步骤1)中所述RAFT试剂为S,S'-双(2-甲基-2-丙酸基)三硫代碳酸酯(BDMAT)、2-(乙基三硫代碳酸酯基)-2-甲基丙酸(EMP)、(4-氰基-4-[(乙基硫烷基硫羰基)硫烷基]戊酸(CETPA)中的一种;
步骤1-i)中所述单体a为不饱和酸,是丙烯酸、甲基丙烯酸、衣康酸、富马酸、马来酸或马来酸酐中的至少一种;
步骤1-i)中所述RAFT试剂、单体a、和引发剂的摩尔比为5:(50~200):1;
步骤1-ii)中所述单体b为甲基丙烯酸聚乙二醇单甲醚酯大单体,其重均分子量为500~2000,分子量过低和过高都会影响产品性能;
步骤1-ii)中所述RAFT试剂、单体b、和引发剂的摩尔比为3:(30~50):1;
步骤1-i)中反应浓度为30~60%,反应温度为60-80℃,步骤1-ii)中反应浓度为50~100%,反应温度为60-80℃,反应浓度、温度过低会导致转化率偏低,影响后续反应,过高会使RAFT试剂不能有效调控反应;
步骤1-i)和1-ii)中反应时间为1~3h,反应时间过短会导致转化率偏低,影响后续反应,过长浪费能源,影响生产效率;
步骤1-i)和1-ii)中用到的RAFT试剂,两者相同,为在前述三个RAFT试剂中任选一个。
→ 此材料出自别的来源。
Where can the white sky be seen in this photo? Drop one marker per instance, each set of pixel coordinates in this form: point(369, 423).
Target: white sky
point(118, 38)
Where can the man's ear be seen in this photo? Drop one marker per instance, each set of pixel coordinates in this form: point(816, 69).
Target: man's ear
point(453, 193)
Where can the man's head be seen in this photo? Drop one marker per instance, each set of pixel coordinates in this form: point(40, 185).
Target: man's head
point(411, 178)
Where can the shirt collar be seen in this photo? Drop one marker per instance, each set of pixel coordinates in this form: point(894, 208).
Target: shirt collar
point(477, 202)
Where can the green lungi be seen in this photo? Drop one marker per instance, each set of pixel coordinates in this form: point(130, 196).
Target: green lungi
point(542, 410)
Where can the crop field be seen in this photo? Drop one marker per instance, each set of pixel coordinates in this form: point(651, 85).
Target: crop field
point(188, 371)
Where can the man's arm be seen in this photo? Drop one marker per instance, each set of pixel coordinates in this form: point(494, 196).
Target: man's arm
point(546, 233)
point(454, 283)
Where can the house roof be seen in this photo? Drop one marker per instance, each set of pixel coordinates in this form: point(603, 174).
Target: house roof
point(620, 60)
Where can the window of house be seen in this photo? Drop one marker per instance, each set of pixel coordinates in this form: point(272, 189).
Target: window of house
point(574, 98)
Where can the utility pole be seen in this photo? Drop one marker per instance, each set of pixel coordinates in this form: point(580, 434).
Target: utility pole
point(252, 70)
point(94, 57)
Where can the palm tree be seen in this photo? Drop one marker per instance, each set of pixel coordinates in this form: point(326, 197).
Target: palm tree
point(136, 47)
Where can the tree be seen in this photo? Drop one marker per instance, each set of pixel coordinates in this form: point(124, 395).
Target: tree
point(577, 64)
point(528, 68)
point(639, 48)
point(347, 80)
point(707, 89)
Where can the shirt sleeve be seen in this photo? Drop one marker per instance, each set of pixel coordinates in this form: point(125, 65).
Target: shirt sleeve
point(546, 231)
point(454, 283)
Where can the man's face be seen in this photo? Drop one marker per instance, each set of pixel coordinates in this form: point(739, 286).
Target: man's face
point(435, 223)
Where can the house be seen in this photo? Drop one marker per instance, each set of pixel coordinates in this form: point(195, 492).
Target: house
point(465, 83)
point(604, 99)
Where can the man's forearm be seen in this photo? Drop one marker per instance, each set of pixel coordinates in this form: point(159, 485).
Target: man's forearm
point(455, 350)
步骤2)中所述单体c为苯乙烯、(甲基)丙烯酸甲酯、(甲基)丙烯酸乙酯、(甲基)丙烯酸丙酯、(甲基)丙烯酸异丙酯、(甲基)丙烯酸丁酯、(甲基)丙烯酸异丁酯、(甲基)丙烯酸叔丁酯等单体中的至少一种;
步骤2)中所述聚合物A、聚合物B、单体c和引发剂的摩尔比为(1.5-2.8):(1.2~2.5):(100~250):1;
步骤2)要在1000rpm下高速搅拌使反应体系形成稳定乳液后,再进行反应,搅拌时间为10~20min,若时间不够可适当延长搅拌时间或者提高搅拌速度;
步骤2)中反应浓度为30-50%,浓度过低不能制备出蠕虫状纳米粒子,过高会使反应体系不稳定,产生沉淀;
步骤2)中反反应温度为60-80℃,反应时间为6~12h,反应温度过低、时间过短会导致转化率偏低,影响产品性能,温度过高、时间过长会浪费能源,影响生产效率;
步骤1)和2)中所述引发剂为过硫酸钾、过硫酸铵、偶氮二异丁基脒盐酸盐(V-50),偶氮二异丁咪唑啉盐酸盐(VA-044),偶氮二氰基戊酸(V-501),偶氮二异丙基咪唑啉(VA-061)中的一种,这些都是水溶性引发剂,具有较高的引发效率;
步骤1)和2)中所述聚合浓度是指反应混合溶液中除水外所有物质的质量之和占反应体系总质量的比例;
共聚反应结束后,反应产物可直接用作水泥分散剂的主成分使用,更为进一步用35%氢氧化钠水溶液中和后使用,以增强产品的储存稳定性。这为本领域的公知技术。氢氧化钠的用量以调节反应产物的pH值为6~8为宜。中和后,上述结构通式中所含羧基会部分或全部转化为羧酸盐。由于中和对所述聚羧酸纳米粒子的分子量影响很小,本发明对之进行忽略。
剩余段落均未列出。